I've noticed that large language models (LLMs) are getting really good at things like everyday inquiries, research, and content generation, whether it's text, images, or video. But I'm curious about their performance on longer, continuous tasks. For instance, there's this example of an LLM struggling with a prolonged task related to a vending machine from a study I found. Are LLMs fundamentally flawed when it comes to handling these kinds of continuous responses, or is it just that we haven't optimized them for these tasks yet? Maybe is there a need for a new architecture to enhance their capabilities? Are we still too early in this development?
5 Answers
It seems a bit premature to say LLMs have hit a wall. Just give it some time. They’re constantly improving, and I expect upcoming developments could change how they handle longer tasks significantly.
Or are we just in a phase of waiting for breakthroughs?
Honestly, I think LLMs have shown little to no improvement in this domain so far. If they struggle now, the chances are they might never get better at continuous tasks. Maybe it's time to rethink our expectations.
I don't think LLMs are permanently flawed for continuous tasks. It’s more about the fact that companies haven't optimized them for this kind of work yet. There’s definitely room for improvement!
Why should we take opinions from folks who aren’t AI experts seriously? I mean, they say AGI is around the corner in June 2025 — does anyone actually believe that?
Wait, June 2025? Is that supposed to be a serious claim?

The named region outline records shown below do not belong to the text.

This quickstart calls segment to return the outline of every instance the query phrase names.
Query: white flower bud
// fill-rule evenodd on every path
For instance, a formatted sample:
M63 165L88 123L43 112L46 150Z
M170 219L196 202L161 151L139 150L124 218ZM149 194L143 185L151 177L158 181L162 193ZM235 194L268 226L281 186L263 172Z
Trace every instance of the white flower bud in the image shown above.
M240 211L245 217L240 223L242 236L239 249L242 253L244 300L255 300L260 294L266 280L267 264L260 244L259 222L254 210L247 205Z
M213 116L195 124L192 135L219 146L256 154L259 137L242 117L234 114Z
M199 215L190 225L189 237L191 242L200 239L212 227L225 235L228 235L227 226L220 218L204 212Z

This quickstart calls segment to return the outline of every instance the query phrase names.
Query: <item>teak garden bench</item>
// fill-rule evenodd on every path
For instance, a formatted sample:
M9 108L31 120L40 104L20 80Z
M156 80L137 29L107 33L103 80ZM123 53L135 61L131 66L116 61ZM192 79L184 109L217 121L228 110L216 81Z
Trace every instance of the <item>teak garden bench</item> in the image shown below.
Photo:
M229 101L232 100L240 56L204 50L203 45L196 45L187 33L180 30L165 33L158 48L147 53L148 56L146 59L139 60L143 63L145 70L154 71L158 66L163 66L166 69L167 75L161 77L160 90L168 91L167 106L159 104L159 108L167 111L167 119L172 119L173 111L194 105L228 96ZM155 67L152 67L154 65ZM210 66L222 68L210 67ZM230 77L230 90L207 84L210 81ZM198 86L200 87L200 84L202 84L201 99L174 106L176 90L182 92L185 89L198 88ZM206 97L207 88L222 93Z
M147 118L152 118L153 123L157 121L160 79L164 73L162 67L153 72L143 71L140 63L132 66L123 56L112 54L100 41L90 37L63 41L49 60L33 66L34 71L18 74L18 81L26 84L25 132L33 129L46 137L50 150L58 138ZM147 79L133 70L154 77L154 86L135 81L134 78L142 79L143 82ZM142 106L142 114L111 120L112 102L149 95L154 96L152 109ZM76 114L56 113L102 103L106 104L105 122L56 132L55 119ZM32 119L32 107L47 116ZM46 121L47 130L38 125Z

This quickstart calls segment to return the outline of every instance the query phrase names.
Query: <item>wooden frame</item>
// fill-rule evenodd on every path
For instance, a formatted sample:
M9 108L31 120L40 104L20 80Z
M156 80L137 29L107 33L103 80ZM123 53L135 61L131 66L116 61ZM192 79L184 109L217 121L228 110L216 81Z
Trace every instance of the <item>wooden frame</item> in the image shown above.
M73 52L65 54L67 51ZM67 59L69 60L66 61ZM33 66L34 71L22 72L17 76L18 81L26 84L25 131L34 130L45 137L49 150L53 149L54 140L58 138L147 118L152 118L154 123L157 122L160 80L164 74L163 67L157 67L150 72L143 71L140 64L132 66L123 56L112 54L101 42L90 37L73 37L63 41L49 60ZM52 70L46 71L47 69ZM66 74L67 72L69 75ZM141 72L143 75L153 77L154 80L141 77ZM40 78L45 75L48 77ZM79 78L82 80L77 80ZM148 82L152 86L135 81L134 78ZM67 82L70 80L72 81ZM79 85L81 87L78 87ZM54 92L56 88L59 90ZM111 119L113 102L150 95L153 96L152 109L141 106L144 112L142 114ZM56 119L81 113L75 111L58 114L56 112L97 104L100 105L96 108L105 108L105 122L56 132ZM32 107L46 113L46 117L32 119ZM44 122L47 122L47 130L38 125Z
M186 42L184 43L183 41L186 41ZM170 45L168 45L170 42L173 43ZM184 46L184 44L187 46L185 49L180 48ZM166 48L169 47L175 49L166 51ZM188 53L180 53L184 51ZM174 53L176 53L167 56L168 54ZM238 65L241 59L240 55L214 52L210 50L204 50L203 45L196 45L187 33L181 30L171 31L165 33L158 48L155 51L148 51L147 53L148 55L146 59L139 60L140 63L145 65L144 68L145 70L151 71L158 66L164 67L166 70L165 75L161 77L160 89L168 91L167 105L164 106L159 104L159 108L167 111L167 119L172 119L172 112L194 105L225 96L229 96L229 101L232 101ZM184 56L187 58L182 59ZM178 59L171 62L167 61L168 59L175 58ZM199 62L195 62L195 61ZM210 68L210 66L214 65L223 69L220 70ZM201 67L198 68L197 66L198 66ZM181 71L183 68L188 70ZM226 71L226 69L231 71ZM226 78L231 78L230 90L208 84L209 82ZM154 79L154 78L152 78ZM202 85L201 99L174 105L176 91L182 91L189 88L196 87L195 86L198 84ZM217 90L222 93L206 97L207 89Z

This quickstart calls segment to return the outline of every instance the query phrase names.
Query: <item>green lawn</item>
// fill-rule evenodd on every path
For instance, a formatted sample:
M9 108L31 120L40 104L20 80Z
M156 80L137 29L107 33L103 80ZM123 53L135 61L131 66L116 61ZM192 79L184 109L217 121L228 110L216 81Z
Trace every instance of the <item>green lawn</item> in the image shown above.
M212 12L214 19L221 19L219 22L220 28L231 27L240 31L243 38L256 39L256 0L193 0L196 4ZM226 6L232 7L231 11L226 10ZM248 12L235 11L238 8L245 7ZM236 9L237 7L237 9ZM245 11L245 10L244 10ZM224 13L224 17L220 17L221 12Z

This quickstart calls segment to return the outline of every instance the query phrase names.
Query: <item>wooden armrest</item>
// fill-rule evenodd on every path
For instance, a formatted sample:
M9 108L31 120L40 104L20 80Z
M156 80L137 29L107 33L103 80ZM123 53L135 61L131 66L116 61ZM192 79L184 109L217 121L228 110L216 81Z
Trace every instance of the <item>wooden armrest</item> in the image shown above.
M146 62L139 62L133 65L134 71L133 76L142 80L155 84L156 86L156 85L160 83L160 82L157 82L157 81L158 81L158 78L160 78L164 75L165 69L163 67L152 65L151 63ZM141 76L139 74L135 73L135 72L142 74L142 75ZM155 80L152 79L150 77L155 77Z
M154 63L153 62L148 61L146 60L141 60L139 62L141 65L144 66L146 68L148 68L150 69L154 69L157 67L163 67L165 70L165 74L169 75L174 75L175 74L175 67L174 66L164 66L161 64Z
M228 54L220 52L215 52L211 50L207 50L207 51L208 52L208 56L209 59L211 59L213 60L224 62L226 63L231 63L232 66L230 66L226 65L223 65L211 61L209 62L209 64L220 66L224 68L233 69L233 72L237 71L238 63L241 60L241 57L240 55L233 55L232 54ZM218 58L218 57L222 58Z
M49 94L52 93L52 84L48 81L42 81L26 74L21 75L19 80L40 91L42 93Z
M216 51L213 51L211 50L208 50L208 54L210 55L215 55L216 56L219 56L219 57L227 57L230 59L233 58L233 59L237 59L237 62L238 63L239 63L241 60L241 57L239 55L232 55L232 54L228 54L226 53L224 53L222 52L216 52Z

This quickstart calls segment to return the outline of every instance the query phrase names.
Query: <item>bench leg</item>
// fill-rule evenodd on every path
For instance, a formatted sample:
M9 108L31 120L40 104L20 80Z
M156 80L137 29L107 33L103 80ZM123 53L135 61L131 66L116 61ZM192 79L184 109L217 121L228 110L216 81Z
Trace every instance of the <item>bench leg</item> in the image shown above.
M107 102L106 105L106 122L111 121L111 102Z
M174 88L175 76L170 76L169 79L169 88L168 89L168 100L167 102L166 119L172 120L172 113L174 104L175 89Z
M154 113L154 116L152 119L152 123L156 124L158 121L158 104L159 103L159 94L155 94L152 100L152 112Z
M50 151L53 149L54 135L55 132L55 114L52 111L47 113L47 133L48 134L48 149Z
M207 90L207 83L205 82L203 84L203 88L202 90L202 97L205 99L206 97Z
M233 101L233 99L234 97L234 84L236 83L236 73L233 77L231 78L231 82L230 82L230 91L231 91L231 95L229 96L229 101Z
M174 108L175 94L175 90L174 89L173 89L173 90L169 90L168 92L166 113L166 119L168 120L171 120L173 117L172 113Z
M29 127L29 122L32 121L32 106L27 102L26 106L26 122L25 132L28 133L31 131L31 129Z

We should consider building a new architecture for LLMs focused on handling long-running tasks more effectively. Right now, they have limitations like context limits and statelessness, which hold them back. It's a complex issue, and fundamentally, they might need an overhaul to be truly capable in these areas.
Exactly! There are experiments showing how tasks could be managed better, like the one with Minecraft back in 2023.
Yeah, but it does make you wonder if a completely new structure is necessary to pull off those continuous tasks effectively.